My mom loved nature. She admitted that her awe for all things growing developed out of need for solace from a difficult childhood and marriage. She passed on her deep relationship with our Earth to me. Communicating with trees and plants and animals became my foundation, my very roots, as we moved for my father’s work all over the country. Forever having to leave human friends taught me to seek the embrace of every natural habitat in which we lived.

After I read ‘Five Love Languages’ by Gary Chapman, I studied myself, my family, and friends for the ways in which we each speak and accept love. I followed his suggestions to listen to every person’s complaints and frequent requests. From these observations, I discerned how they and I recognize love.

The five methods include receiving gifts, quality time, words of affirmation, acts of service, and physical touch.

When I watch our Earth, She most definitely brings me presents with the songs of birds, the scent of flowers, and so much more. Shimmering green leaves under winter rains and colorful blooms lighten my day. Make me feel more alive. Spending any amount of time in nature feels like quality time. She’s always here to provide that opportunity. Making the time to listen is difficult and I haven’t been sure I heard words of affirmation until a friend pointed to a forest and said,

“Look, all the trees are forever giving us a standing ovation.”

Her acts of service are defined by every piece of fruit or vegetable that grows from Her soil. This includes herbs for healing and health when I know where to look for them. Physical touch is available when I tickle my face with a blade of grass or recline on Her crust no matter if it's sand, clay, grass, or dirt. I used to have an emergency tree to lean against for love on a bad day.

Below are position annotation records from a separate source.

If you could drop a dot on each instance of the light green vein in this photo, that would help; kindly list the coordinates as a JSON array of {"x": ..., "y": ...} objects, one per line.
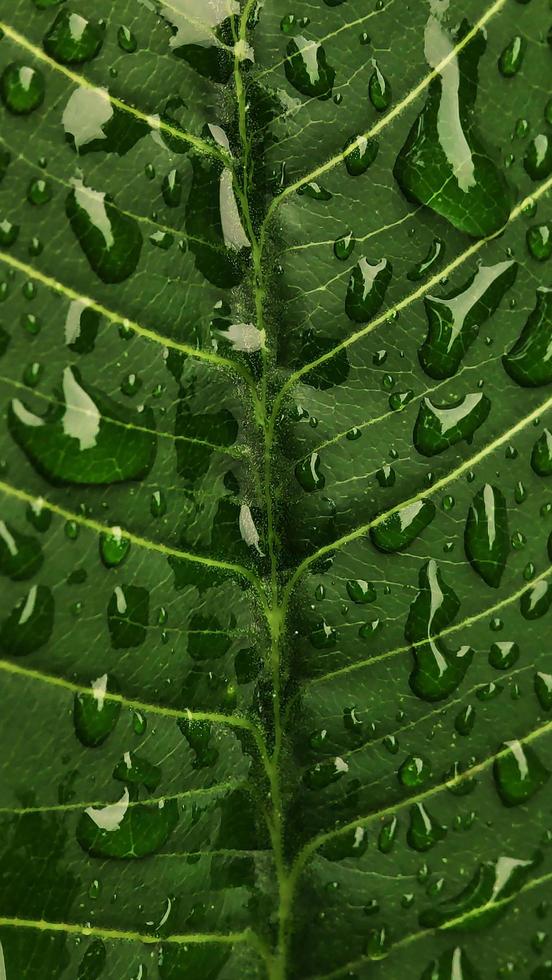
[
  {"x": 74, "y": 929},
  {"x": 153, "y": 801},
  {"x": 430, "y": 491},
  {"x": 396, "y": 111},
  {"x": 317, "y": 842},
  {"x": 233, "y": 721},
  {"x": 237, "y": 452},
  {"x": 200, "y": 145},
  {"x": 407, "y": 300},
  {"x": 135, "y": 539},
  {"x": 459, "y": 921},
  {"x": 137, "y": 328},
  {"x": 464, "y": 624}
]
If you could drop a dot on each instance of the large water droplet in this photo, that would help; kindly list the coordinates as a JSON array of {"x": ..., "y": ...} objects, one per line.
[
  {"x": 111, "y": 240},
  {"x": 437, "y": 671},
  {"x": 126, "y": 829},
  {"x": 518, "y": 773},
  {"x": 439, "y": 427},
  {"x": 21, "y": 88},
  {"x": 444, "y": 164},
  {"x": 307, "y": 68},
  {"x": 85, "y": 437},
  {"x": 486, "y": 537},
  {"x": 454, "y": 320},
  {"x": 529, "y": 362},
  {"x": 73, "y": 39}
]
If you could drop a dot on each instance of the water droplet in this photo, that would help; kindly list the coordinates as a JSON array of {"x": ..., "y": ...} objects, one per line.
[
  {"x": 307, "y": 69},
  {"x": 29, "y": 625},
  {"x": 539, "y": 241},
  {"x": 323, "y": 774},
  {"x": 486, "y": 897},
  {"x": 437, "y": 671},
  {"x": 424, "y": 830},
  {"x": 94, "y": 714},
  {"x": 114, "y": 547},
  {"x": 511, "y": 59},
  {"x": 439, "y": 427},
  {"x": 435, "y": 253},
  {"x": 21, "y": 88},
  {"x": 543, "y": 690},
  {"x": 388, "y": 835},
  {"x": 344, "y": 245},
  {"x": 111, "y": 240},
  {"x": 518, "y": 773},
  {"x": 486, "y": 537},
  {"x": 126, "y": 39},
  {"x": 8, "y": 233},
  {"x": 538, "y": 157},
  {"x": 308, "y": 473},
  {"x": 128, "y": 616},
  {"x": 453, "y": 964},
  {"x": 454, "y": 320},
  {"x": 20, "y": 555},
  {"x": 86, "y": 438},
  {"x": 360, "y": 591},
  {"x": 444, "y": 163},
  {"x": 379, "y": 90},
  {"x": 536, "y": 601},
  {"x": 402, "y": 527},
  {"x": 465, "y": 720},
  {"x": 503, "y": 655},
  {"x": 73, "y": 39},
  {"x": 172, "y": 188},
  {"x": 529, "y": 362},
  {"x": 414, "y": 771},
  {"x": 360, "y": 153},
  {"x": 367, "y": 287}
]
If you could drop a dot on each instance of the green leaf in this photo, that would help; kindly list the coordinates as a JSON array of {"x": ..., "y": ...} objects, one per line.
[{"x": 276, "y": 527}]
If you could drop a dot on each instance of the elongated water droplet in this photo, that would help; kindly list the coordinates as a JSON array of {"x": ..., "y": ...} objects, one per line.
[
  {"x": 307, "y": 69},
  {"x": 518, "y": 773},
  {"x": 444, "y": 164},
  {"x": 424, "y": 830},
  {"x": 485, "y": 898},
  {"x": 486, "y": 537},
  {"x": 128, "y": 616},
  {"x": 111, "y": 240},
  {"x": 21, "y": 88},
  {"x": 85, "y": 437},
  {"x": 401, "y": 528},
  {"x": 439, "y": 427},
  {"x": 454, "y": 320},
  {"x": 367, "y": 287},
  {"x": 73, "y": 39},
  {"x": 94, "y": 714},
  {"x": 421, "y": 270},
  {"x": 20, "y": 555},
  {"x": 453, "y": 964},
  {"x": 529, "y": 362},
  {"x": 29, "y": 625},
  {"x": 511, "y": 59},
  {"x": 360, "y": 153}
]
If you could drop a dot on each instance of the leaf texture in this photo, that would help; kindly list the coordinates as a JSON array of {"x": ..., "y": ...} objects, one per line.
[{"x": 275, "y": 537}]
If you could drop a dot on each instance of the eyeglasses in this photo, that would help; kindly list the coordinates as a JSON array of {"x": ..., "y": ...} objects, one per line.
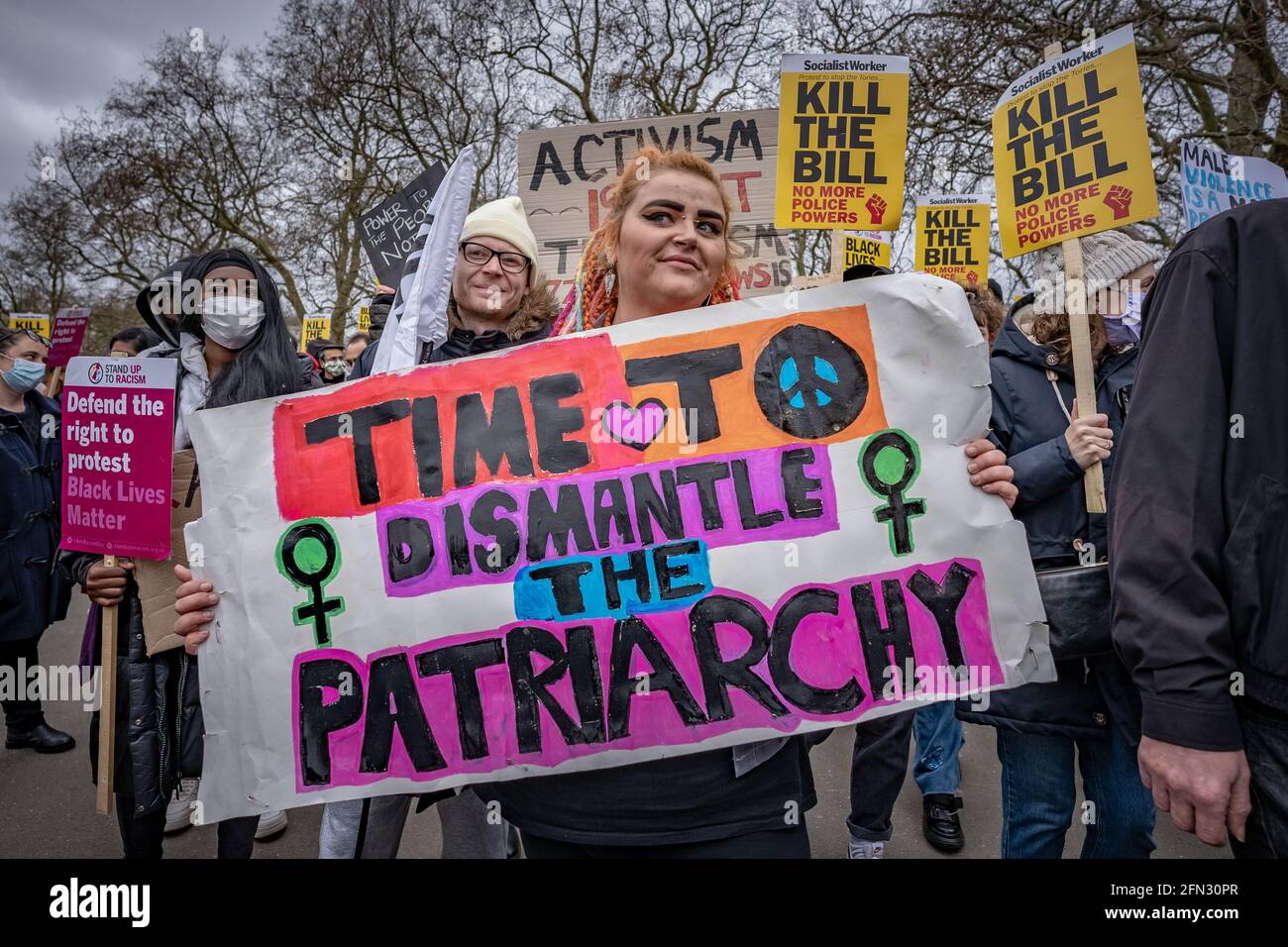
[{"x": 481, "y": 256}]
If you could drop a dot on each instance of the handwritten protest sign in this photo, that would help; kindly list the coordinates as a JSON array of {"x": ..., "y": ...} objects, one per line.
[
  {"x": 1215, "y": 182},
  {"x": 952, "y": 236},
  {"x": 566, "y": 183},
  {"x": 387, "y": 232},
  {"x": 314, "y": 328},
  {"x": 1070, "y": 150},
  {"x": 117, "y": 433},
  {"x": 67, "y": 338},
  {"x": 30, "y": 320},
  {"x": 462, "y": 573},
  {"x": 842, "y": 132},
  {"x": 870, "y": 248}
]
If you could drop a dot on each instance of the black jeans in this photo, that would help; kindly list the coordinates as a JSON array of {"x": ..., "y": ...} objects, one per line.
[
  {"x": 142, "y": 835},
  {"x": 21, "y": 714},
  {"x": 1265, "y": 741},
  {"x": 777, "y": 843},
  {"x": 877, "y": 772}
]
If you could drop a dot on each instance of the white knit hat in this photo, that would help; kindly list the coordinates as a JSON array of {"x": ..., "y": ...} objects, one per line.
[
  {"x": 1107, "y": 258},
  {"x": 505, "y": 219}
]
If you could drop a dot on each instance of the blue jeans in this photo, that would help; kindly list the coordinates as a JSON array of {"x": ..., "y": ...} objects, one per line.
[
  {"x": 939, "y": 741},
  {"x": 1038, "y": 796}
]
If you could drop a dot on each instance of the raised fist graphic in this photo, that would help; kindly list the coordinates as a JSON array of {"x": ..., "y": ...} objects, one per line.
[{"x": 1119, "y": 200}]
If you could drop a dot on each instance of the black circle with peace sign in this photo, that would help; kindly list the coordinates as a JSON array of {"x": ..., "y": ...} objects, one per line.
[{"x": 809, "y": 382}]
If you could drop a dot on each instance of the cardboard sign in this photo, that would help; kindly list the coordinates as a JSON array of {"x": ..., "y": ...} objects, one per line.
[
  {"x": 1215, "y": 182},
  {"x": 566, "y": 176},
  {"x": 314, "y": 328},
  {"x": 952, "y": 237},
  {"x": 30, "y": 320},
  {"x": 155, "y": 578},
  {"x": 67, "y": 338},
  {"x": 463, "y": 573},
  {"x": 867, "y": 248},
  {"x": 842, "y": 132},
  {"x": 387, "y": 232},
  {"x": 117, "y": 437},
  {"x": 1070, "y": 149}
]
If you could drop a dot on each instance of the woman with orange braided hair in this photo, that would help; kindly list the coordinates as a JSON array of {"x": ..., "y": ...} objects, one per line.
[{"x": 666, "y": 249}]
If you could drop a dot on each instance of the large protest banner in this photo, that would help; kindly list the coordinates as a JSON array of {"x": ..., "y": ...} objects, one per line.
[
  {"x": 691, "y": 531},
  {"x": 30, "y": 320},
  {"x": 387, "y": 232},
  {"x": 117, "y": 432},
  {"x": 566, "y": 176},
  {"x": 842, "y": 132},
  {"x": 1070, "y": 150},
  {"x": 1215, "y": 182},
  {"x": 952, "y": 237}
]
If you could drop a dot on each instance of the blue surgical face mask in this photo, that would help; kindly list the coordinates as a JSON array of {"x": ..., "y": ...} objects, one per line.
[{"x": 24, "y": 375}]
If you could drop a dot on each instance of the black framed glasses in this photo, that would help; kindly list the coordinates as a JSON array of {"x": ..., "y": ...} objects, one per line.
[{"x": 481, "y": 256}]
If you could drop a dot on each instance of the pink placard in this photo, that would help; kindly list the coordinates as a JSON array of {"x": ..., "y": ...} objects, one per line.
[
  {"x": 65, "y": 337},
  {"x": 117, "y": 446}
]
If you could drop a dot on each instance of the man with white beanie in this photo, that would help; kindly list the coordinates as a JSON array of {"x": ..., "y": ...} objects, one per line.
[{"x": 498, "y": 299}]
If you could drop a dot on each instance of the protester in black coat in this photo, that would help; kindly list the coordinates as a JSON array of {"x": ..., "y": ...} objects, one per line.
[
  {"x": 233, "y": 347},
  {"x": 33, "y": 591},
  {"x": 1093, "y": 706},
  {"x": 1199, "y": 532}
]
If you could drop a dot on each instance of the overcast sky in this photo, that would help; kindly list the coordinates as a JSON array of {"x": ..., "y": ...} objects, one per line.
[{"x": 59, "y": 55}]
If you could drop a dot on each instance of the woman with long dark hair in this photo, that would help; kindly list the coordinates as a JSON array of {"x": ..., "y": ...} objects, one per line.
[{"x": 224, "y": 326}]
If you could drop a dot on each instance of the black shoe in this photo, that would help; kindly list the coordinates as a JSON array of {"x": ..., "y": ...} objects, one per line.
[
  {"x": 42, "y": 738},
  {"x": 941, "y": 825}
]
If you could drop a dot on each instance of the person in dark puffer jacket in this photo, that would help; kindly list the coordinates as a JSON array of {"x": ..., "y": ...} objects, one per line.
[
  {"x": 235, "y": 348},
  {"x": 1094, "y": 706}
]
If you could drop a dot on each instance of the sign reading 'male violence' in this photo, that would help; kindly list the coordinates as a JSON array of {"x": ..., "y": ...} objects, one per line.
[{"x": 684, "y": 532}]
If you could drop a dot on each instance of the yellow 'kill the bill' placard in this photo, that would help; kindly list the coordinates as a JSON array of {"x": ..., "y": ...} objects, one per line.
[
  {"x": 952, "y": 237},
  {"x": 842, "y": 132},
  {"x": 314, "y": 328},
  {"x": 1070, "y": 150},
  {"x": 867, "y": 248}
]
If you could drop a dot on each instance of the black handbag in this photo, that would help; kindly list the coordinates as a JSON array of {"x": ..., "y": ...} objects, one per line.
[{"x": 1078, "y": 609}]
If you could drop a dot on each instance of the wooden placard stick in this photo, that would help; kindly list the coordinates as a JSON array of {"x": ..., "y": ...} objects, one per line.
[
  {"x": 107, "y": 706},
  {"x": 1080, "y": 338},
  {"x": 837, "y": 253}
]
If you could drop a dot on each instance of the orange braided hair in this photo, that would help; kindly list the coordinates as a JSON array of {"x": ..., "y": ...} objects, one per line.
[{"x": 591, "y": 303}]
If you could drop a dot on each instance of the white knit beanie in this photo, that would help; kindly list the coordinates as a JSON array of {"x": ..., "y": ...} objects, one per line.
[
  {"x": 505, "y": 219},
  {"x": 1107, "y": 258}
]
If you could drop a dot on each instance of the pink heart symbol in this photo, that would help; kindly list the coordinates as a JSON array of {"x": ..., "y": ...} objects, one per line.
[{"x": 634, "y": 427}]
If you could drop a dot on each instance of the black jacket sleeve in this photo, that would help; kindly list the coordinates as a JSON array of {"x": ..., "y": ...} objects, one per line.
[{"x": 1167, "y": 523}]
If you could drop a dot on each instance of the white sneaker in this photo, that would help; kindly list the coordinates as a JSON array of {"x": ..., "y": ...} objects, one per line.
[
  {"x": 270, "y": 823},
  {"x": 866, "y": 849},
  {"x": 178, "y": 813}
]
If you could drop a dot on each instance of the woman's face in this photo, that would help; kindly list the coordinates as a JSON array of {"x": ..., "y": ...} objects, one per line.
[
  {"x": 1113, "y": 300},
  {"x": 488, "y": 290},
  {"x": 671, "y": 249},
  {"x": 22, "y": 348}
]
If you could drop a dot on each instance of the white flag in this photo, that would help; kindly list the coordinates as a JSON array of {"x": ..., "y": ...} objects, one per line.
[{"x": 419, "y": 312}]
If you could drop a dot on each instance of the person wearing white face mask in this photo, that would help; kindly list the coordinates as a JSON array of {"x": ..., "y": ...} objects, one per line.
[
  {"x": 33, "y": 592},
  {"x": 232, "y": 346}
]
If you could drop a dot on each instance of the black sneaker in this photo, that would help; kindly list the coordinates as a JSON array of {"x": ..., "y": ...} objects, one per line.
[
  {"x": 941, "y": 825},
  {"x": 42, "y": 738}
]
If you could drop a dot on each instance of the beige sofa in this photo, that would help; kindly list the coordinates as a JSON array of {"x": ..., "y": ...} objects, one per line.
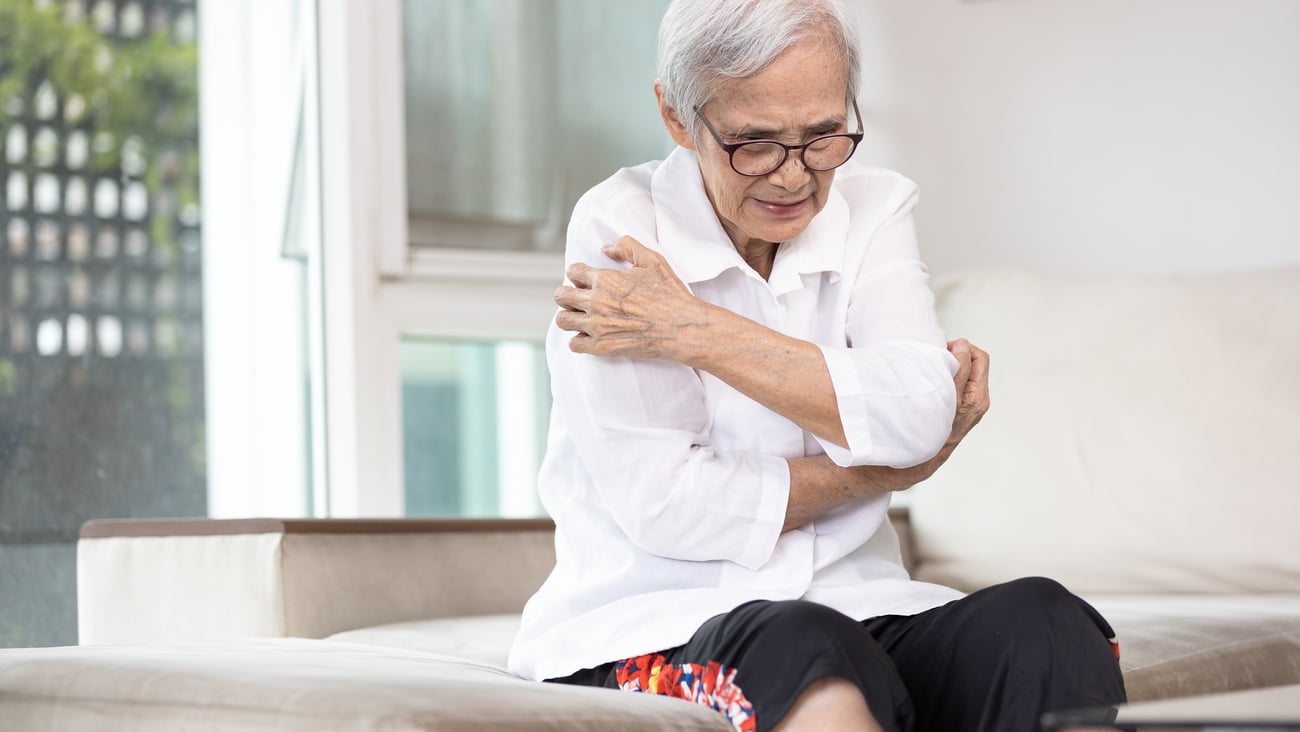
[{"x": 1142, "y": 449}]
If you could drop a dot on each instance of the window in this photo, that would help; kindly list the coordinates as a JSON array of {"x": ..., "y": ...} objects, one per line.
[
  {"x": 102, "y": 350},
  {"x": 460, "y": 133}
]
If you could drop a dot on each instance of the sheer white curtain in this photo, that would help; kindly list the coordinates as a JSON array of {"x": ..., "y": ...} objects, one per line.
[{"x": 516, "y": 107}]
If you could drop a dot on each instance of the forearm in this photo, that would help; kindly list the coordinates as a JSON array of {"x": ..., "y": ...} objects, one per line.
[
  {"x": 818, "y": 485},
  {"x": 785, "y": 375}
]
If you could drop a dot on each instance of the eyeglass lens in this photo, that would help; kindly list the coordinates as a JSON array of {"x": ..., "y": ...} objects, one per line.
[{"x": 759, "y": 157}]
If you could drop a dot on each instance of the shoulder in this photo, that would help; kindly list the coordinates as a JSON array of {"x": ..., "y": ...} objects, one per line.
[
  {"x": 875, "y": 194},
  {"x": 618, "y": 206}
]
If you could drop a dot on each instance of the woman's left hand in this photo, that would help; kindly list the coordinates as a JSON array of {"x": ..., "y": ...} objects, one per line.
[{"x": 644, "y": 311}]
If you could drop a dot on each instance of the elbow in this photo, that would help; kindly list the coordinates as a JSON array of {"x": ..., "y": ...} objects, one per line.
[{"x": 930, "y": 431}]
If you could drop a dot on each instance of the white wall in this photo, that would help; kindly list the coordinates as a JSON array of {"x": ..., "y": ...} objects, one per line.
[{"x": 1106, "y": 135}]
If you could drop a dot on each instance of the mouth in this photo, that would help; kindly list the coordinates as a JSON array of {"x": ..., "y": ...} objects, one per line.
[{"x": 783, "y": 208}]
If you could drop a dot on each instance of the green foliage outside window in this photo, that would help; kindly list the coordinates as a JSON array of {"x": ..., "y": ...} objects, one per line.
[{"x": 137, "y": 95}]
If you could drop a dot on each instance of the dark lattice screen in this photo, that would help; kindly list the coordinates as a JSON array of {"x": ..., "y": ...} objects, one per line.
[{"x": 100, "y": 326}]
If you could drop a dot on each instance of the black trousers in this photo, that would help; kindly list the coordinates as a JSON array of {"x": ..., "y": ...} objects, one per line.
[{"x": 993, "y": 661}]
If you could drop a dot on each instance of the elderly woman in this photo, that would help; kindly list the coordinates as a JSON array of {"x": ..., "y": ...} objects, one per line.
[{"x": 745, "y": 364}]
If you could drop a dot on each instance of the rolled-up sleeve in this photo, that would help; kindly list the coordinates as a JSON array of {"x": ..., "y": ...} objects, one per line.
[
  {"x": 893, "y": 381},
  {"x": 641, "y": 431}
]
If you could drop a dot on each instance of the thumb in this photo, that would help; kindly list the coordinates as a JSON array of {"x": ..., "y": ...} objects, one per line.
[{"x": 961, "y": 350}]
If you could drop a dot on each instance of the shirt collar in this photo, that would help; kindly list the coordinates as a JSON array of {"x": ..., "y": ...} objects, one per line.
[{"x": 698, "y": 248}]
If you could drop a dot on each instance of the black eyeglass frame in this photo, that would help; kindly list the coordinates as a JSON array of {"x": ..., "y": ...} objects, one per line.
[{"x": 785, "y": 148}]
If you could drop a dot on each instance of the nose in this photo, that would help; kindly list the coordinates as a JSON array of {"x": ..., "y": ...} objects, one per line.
[{"x": 792, "y": 174}]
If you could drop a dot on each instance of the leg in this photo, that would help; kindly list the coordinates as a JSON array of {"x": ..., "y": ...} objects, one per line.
[
  {"x": 1001, "y": 657},
  {"x": 830, "y": 704},
  {"x": 794, "y": 663},
  {"x": 783, "y": 649}
]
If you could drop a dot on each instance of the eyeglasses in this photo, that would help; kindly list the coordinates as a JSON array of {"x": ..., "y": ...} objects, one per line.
[{"x": 759, "y": 157}]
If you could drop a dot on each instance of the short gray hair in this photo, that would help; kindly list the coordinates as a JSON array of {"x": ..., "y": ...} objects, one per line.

In Her own way, She’s shown me all five languages of love. In this season of Valentine’s Day, I began to wonder how I could let Her know that I cherish the world She has created for my pleasure.

I’ve begun again to gift Her bits of food I’m eating by placing them in a ceremonial bowl while thanking Her for the bounty. I offer the bowl’s contents to the birds the next day. A compost pile is started for next year’s garden and Her nourishment.

Quality time is easily done by going for a walk or sitting in the sun. Listening to the music of rain on the roof or walking through the density of fog.

I am choosing acts of service to Her by lightening my footprint on Her with attention to being less wasteful, using less fuel and water, and not accepting food wrapped in plastic. I am writing letters against the actions of corporations that would rearrange Her mountains and rivers for fracking and mining and the military which wants to practice sonar blasting in the Pacific Ocean.

I am supporting the planting of trees which communicate to each other and to Her through their roots. I show appreciation by saying thanks out loud when I pick a tomato or a flower. Being aware of every footstep as practiced by those in SW pueblos gives me a conscious connection of energy exchange to help Her feel loving touch.

Maybe if we all show a little more love for Her using one or more of these five expressions of love, She will know that we don’t want to lose Her. That we want to maintain our relationship with Her for now and for our future generations.